Jurayj Alexander, Nerys-Figueroa Julio, Espinal Emil, Gaudiani Michael A, Baes Travis, Mahylis Jared, Muh Stephanie
From the Department of Orthopaedic Surgery, Henry Ford Hospital, Detroit, MI.
J Am Acad Orthop Surg Glob Res Rev. 2025 Mar 11;9(3). doi: 10.5435/JAAOSGlobal-D-24-00289. eCollection 2025 Mar 1.
To evaluate ChatGPT's (OpenAI) ability to provide accurate, appropriate, and readable responses to common patient questions about rotator cuff tears.
Eight questions from the OrthoInfo rotator cuff tear web page were input into ChatGPT at two levels: standard and at a sixth-grade reading level. Five orthopaedic surgeons assessed the accuracy and appropriateness of responses using a Likert scale, and the Flesch-Kincaid Grade Level measured readability. Results were analyzed with a paired Student t-test.

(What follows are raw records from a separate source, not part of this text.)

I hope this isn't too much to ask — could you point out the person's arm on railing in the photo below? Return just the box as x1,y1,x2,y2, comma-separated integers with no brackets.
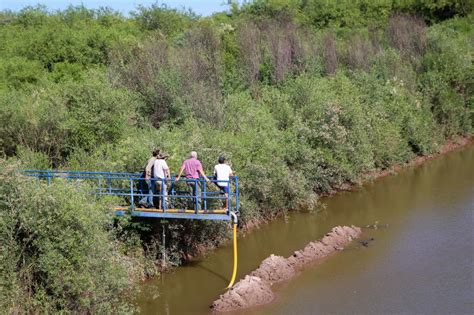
198,166,210,182
175,163,184,182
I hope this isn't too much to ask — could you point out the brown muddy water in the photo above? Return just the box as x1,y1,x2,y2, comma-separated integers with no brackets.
137,146,474,314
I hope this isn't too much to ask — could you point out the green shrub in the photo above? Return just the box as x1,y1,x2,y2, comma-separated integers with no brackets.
0,161,132,313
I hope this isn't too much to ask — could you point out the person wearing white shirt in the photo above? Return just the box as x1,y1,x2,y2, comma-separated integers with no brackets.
214,156,234,209
154,154,171,209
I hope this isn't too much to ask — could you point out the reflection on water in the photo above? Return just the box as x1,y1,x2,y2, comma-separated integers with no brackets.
138,146,474,314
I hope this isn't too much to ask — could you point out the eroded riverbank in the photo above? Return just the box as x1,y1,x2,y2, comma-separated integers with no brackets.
139,147,474,314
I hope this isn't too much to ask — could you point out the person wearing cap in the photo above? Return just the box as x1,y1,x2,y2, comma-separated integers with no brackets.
154,153,171,209
175,151,209,209
214,156,234,209
138,150,160,208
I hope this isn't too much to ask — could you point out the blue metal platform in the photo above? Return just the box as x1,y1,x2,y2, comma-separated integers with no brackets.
23,170,239,221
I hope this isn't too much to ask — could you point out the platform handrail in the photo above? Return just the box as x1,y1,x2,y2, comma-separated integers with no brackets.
22,170,239,220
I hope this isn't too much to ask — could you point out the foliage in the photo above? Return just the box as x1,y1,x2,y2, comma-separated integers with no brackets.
0,161,132,313
0,0,474,313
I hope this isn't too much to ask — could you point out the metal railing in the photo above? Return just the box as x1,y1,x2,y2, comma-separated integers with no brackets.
23,170,239,220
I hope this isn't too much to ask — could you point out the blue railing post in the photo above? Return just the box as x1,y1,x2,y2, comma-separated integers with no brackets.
23,170,239,220
235,176,239,213
194,179,199,214
107,177,112,194
202,181,207,212
130,178,135,211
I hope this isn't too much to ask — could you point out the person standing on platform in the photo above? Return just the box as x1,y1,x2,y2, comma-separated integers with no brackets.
214,156,234,209
175,151,209,210
138,150,160,208
154,153,171,210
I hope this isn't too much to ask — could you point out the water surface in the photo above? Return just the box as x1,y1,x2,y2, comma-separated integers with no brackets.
138,146,474,314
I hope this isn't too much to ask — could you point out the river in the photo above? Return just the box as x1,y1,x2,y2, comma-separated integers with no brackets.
137,146,474,314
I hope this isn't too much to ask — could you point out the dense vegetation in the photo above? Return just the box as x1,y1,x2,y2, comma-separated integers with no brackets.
0,0,474,312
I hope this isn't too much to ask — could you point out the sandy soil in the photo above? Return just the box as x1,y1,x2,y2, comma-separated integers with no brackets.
211,226,362,312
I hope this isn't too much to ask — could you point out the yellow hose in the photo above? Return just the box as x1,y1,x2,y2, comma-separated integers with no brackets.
227,222,237,289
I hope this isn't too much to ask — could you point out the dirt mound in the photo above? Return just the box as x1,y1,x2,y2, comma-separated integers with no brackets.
211,276,274,312
250,254,295,285
211,226,362,312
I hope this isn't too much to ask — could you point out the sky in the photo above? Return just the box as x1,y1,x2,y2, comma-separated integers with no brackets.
0,0,228,15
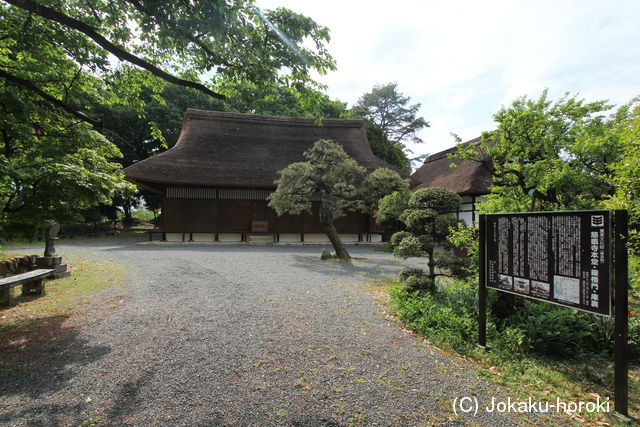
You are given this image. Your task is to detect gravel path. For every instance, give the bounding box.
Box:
[0,241,518,426]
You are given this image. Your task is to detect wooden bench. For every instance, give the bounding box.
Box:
[147,229,167,242]
[0,268,55,307]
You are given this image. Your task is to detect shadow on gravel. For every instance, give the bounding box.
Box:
[0,403,89,426]
[293,255,400,276]
[0,316,111,400]
[107,371,154,422]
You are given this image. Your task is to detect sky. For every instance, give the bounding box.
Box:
[256,0,640,159]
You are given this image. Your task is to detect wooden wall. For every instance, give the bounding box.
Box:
[162,198,381,233]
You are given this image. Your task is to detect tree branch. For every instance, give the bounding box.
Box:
[125,0,231,67]
[5,0,225,99]
[0,69,102,127]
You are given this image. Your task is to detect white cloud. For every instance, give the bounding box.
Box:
[257,0,640,153]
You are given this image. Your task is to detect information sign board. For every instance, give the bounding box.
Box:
[481,211,612,316]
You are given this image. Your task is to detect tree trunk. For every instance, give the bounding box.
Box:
[427,249,436,284]
[320,194,351,260]
[323,222,351,260]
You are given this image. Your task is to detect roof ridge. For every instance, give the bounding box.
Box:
[424,137,480,163]
[184,108,364,128]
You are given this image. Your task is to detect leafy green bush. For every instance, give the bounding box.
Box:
[404,276,436,293]
[389,231,411,248]
[391,276,478,353]
[400,267,427,282]
[392,278,640,360]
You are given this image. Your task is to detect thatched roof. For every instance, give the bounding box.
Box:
[124,109,416,189]
[411,138,491,195]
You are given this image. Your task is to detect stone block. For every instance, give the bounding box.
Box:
[22,279,44,295]
[53,264,71,279]
[36,256,62,268]
[0,287,16,307]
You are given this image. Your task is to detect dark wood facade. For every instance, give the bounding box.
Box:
[162,192,381,233]
[125,110,400,237]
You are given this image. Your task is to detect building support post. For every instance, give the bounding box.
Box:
[478,214,487,349]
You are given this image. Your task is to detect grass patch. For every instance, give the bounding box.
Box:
[378,279,640,423]
[0,255,128,332]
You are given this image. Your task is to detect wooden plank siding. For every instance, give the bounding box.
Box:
[162,198,380,233]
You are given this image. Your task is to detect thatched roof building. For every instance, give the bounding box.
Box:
[411,138,491,196]
[125,109,408,241]
[411,138,492,223]
[125,109,408,191]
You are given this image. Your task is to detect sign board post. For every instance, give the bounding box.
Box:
[614,210,629,417]
[478,210,628,416]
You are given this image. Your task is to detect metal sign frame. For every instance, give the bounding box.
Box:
[478,210,629,416]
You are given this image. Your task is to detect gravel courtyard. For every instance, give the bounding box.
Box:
[0,240,518,426]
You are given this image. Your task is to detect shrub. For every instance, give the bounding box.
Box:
[404,276,436,293]
[400,267,427,283]
[392,276,640,361]
[389,231,411,248]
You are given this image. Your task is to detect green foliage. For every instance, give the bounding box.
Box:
[375,191,409,234]
[391,276,478,353]
[385,187,472,289]
[389,231,412,249]
[365,118,411,174]
[362,168,409,210]
[0,0,345,241]
[269,139,407,259]
[447,226,479,277]
[457,91,628,216]
[353,83,429,172]
[0,86,132,238]
[398,267,427,282]
[391,275,640,361]
[392,233,426,258]
[605,100,640,255]
[400,267,436,293]
[396,187,460,257]
[403,276,436,293]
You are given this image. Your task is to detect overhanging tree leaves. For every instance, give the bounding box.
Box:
[388,187,467,292]
[456,91,628,212]
[0,87,132,238]
[605,99,640,254]
[353,83,429,171]
[0,0,335,237]
[269,139,408,260]
[0,0,335,108]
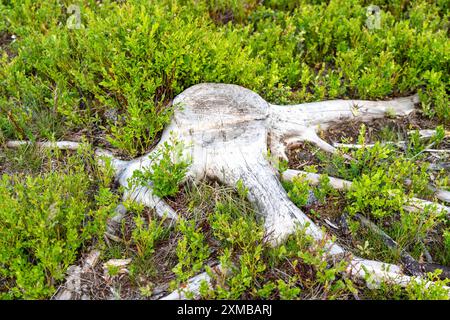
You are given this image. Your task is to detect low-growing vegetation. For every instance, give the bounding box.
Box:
[0,0,450,299]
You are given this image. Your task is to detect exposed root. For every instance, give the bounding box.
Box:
[7,83,446,299]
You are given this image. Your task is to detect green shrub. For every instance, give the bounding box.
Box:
[0,162,117,299]
[129,139,190,197]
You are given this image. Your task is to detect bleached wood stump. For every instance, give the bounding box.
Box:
[8,83,450,297]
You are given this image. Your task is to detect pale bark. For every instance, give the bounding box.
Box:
[8,83,446,298]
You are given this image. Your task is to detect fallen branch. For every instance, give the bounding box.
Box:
[9,83,446,298]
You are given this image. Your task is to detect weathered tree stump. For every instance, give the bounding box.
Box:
[8,83,450,298]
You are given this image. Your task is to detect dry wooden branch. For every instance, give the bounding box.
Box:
[9,83,450,298]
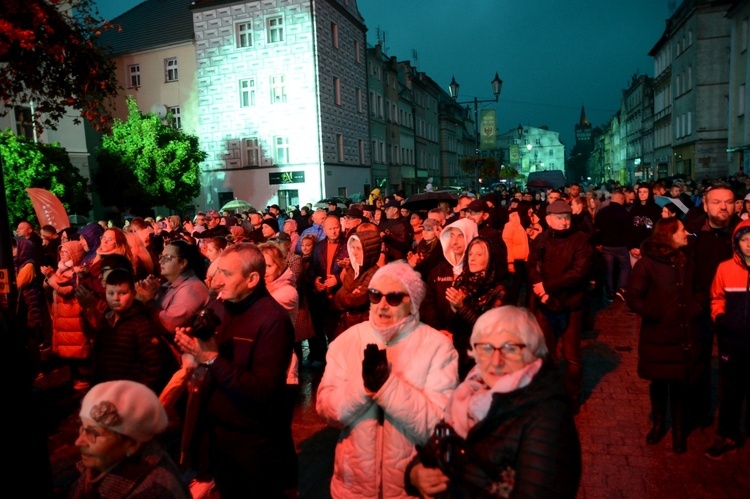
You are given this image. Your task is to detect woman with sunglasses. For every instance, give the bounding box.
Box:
[406,305,581,498]
[68,380,190,499]
[316,260,458,498]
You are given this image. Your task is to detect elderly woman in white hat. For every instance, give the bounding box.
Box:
[406,305,581,498]
[317,260,458,499]
[70,380,190,499]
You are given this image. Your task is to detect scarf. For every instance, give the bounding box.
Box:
[370,314,419,346]
[445,359,542,438]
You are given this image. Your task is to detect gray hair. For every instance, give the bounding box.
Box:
[469,305,548,362]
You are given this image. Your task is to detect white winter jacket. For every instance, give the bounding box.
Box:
[317,321,458,499]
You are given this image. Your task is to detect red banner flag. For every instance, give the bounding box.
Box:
[26,187,70,232]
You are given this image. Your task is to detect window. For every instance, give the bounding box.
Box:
[271,75,286,104]
[164,57,178,82]
[128,64,141,90]
[242,137,260,166]
[235,22,253,49]
[240,78,255,107]
[274,137,289,165]
[336,133,344,163]
[331,23,339,49]
[737,83,745,116]
[167,106,182,130]
[266,16,284,43]
[14,106,34,140]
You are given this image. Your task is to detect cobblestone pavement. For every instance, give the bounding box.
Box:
[44,302,750,499]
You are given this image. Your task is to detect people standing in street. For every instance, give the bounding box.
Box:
[175,243,298,499]
[625,218,704,454]
[527,199,593,413]
[706,220,750,460]
[316,264,458,499]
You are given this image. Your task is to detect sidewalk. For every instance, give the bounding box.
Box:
[576,301,750,499]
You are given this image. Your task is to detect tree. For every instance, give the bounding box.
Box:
[0,130,91,223]
[0,0,119,130]
[94,97,207,212]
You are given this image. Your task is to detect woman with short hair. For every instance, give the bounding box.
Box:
[406,305,581,498]
[69,380,191,499]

Standard ChatGPT responses scored higher in accuracy (4.7 ± 0.47 vs. 3.6 ± 0.76; P < 0.001) and appropriateness (4.5 ± 0.57 vs. 3.7 ± 0.98; P < 0.001) compared with sixth-grade responses. However, standard ChatGPT responses were less accurate (4.7 ± 0.47 vs. 5.0 ± 0.0; P = 0.004) and appropriate (4.5 ± 0.57 vs. 5.0 ± 0.0; P = 0.016) when compared with OrthoInfo responses. OrthoInfo responses were also notably better than sixth-grade responses in both accuracy and appropriateness (P < 0.001). Standard responses had a higher Flesch-Kincaid grade level compared with both OrthoInfo and sixth-grade responses (P < 0.001).
Standard ChatGPT responses were less accurate and appropriate, with worse readability compared with OrthoInfo responses. Despite being easier to read, sixth-grade level ChatGPT responses compromised on accuracy and appropriateness. At this time, ChatGPT is not recommended as a standalone source for patient information on rotator cuff tears but may supplement information provided by orthopaedic surgeons.
评估ChatGPT(OpenAI)对有关肩袖撕裂的常见患者问题提供准确、恰当且易读回答的能力。
将来自OrthoInfo肩袖撕裂网页的八个问题以两种级别输入ChatGPT:标准级别和六年级阅读级别。五名骨科医生使用李克特量表评估回答的准确性和恰当性,并用弗莱什-金凯德年级水平衡量易读性。结果采用配对学生t检验进行分析。
与六年级水平的回答相比,标准ChatGPT回答在准确性(4.7±0.47对3.6±0.76;P<0.001)和恰当性(4.5±0.57对3.7±0.98;P<0.001)方面得分更高。然而,与OrthoInfo的回答相比,标准ChatGPT回答的准确性(4.7±0.47对5.0±0.0;P = 0.004)和恰当性(4.5±0.57对5.0±0.0;P = 0.016)较低。OrthoInfo的回答在准确性和恰当性方面也明显优于六年级水平的回答(P<0.001)。与OrthoInfo和六年级水平的回答相比,标准回答的弗莱什-金凯德年级水平更高(P<0.001)。
与OrthoInfo的回答相比,标准ChatGPT回答的准确性和恰当性较低,易读性也较差。尽管六年级水平的ChatGPT回答更易读,但在准确性和恰当性方面有所妥协。目前,不建议将ChatGPT作为肩袖撕裂患者信息的独立来源,但可作为骨科医生提供信息的补充。